All relationships – almost all, the exceptions are negligible, can be left out of account – become ugly. In the beginning they are beautiful. In the beginning you don’t show the reality, in the beginning you pretend. Once the relationship settles and you relax, your inner conflict bubbles up and starts being mirrored in your relationship – then fights, then a thousand and one ways of nagging each other, destroying each other. Hence the attraction for homosexuality: whenever a society has become too much – because at least a man in love with a man is not that much in conflict. The love relationship may not be very satisfying, may not lead to tremendous bliss and orgasmic moments, but at least it is not as ugly as the relationship between a man and a woman. Women become lesbians whenever the conflict becomes too much, because at least the love relationship between two women is not so deep in conflict. The same meets the same, they can understand each other.

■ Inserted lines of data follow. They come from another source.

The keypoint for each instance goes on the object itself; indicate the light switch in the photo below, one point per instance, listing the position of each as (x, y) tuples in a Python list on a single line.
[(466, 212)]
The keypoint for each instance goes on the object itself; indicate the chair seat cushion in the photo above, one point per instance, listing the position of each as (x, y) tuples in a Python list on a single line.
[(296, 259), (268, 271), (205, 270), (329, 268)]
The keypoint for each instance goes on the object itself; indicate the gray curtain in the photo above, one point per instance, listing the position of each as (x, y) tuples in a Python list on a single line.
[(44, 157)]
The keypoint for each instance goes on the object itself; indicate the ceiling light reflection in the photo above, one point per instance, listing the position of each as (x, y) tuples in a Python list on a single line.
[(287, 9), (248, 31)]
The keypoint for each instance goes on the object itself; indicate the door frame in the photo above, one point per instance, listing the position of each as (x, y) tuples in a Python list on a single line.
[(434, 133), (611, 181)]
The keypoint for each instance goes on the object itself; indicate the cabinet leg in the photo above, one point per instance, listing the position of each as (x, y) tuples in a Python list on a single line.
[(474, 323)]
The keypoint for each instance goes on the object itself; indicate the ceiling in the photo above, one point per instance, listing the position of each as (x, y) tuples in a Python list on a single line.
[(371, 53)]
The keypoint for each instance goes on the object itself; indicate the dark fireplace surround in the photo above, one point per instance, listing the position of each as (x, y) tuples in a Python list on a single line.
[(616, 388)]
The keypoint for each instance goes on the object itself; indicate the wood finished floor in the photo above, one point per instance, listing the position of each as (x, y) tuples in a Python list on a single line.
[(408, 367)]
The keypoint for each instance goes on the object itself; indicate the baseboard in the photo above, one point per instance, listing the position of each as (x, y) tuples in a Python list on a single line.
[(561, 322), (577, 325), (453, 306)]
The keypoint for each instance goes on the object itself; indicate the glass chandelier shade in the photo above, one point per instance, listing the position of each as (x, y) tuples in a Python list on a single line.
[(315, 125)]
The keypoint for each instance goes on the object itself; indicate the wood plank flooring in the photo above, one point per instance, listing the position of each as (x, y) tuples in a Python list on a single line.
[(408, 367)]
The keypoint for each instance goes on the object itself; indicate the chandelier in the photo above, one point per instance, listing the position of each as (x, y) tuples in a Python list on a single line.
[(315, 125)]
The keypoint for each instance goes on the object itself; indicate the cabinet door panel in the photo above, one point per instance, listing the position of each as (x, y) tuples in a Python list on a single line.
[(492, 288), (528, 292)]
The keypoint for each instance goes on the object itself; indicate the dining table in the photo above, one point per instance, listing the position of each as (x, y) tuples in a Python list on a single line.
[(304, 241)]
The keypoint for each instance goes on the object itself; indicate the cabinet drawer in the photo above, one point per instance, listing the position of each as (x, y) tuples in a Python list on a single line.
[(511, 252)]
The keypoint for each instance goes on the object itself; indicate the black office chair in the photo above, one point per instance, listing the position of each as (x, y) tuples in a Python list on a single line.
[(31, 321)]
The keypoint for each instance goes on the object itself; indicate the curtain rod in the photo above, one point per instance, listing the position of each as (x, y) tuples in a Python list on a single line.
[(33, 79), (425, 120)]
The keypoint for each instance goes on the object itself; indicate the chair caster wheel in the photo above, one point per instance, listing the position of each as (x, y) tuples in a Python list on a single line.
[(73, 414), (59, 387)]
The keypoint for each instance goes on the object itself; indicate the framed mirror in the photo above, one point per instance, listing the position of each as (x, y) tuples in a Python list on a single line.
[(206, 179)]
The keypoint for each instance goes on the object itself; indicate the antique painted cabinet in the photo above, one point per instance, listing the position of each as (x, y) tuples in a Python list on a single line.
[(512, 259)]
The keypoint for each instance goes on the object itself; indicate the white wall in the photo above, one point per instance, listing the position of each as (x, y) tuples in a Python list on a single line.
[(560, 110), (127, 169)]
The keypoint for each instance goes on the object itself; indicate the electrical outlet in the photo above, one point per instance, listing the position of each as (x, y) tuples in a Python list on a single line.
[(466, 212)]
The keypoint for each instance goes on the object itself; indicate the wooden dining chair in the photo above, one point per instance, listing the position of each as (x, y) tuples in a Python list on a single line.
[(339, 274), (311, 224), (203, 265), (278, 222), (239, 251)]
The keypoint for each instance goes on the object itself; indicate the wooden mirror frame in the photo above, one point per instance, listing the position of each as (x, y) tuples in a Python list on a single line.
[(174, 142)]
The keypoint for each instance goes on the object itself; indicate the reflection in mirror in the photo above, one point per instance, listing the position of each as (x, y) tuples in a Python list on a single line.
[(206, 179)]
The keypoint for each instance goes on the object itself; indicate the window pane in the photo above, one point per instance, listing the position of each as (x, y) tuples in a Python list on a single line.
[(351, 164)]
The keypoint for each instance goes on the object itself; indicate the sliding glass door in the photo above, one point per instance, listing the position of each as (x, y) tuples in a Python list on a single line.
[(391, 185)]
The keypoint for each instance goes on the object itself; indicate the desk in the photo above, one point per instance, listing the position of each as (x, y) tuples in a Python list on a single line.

Yes, understanding is possible, but the attraction is lost, the polarity is lost. It is at a very great cost. Understanding is possible, but the whole tension, the challenge, is lost. And if you choose challenge, then comes conflict, because the real problem is somewhere within you. Unless you have settled, come to a deep harmony between your female and male mind, you will not be able to love.
People come to me and they ask how to go deep in a relationship. I tell them, “First, go deeply into meditation. Unless you are resolved within yourself you will create more problems than you already have. If you move in relationship all your problems will be multiplied.” Just watch. The greatest and the most beautiful thing on earth is love, but can you find anything more ugly, more hell-creating?
Mulla Nasruddin once told me, “Well, I’ve been putting off the evil day for months, but I have got to go this time.”
“Dentist or doctor?” I enquired.
“Neither,” he said, “I am getting married.”
People go on avoiding marriage, people go on putting it off. When some day they find it impossible to get out of it, only then do they relax.
Where is the problem? Why are people so afraid of getting deeply involved? Involvement immediately creates fear; commitment immediately creates fear – and the modern man wants to have sex but no love.
A woman told me that she wants sex only with strangers. Traveling in a train, meeting a stranger, that’s okay, but not even with someone who is friendly or familiar.
I asked, “Why?”
She said that once you make love to someone who is known to you, some involvement starts. In a train, on a journey, you meet, make love –you don’t know even what the other person’s name is, who he is, from where he comes. You get down when your station comes and he moves away, forgotten forever. He leaves no scratch, you remain completely clean. You come out of it completely clean and unscratched.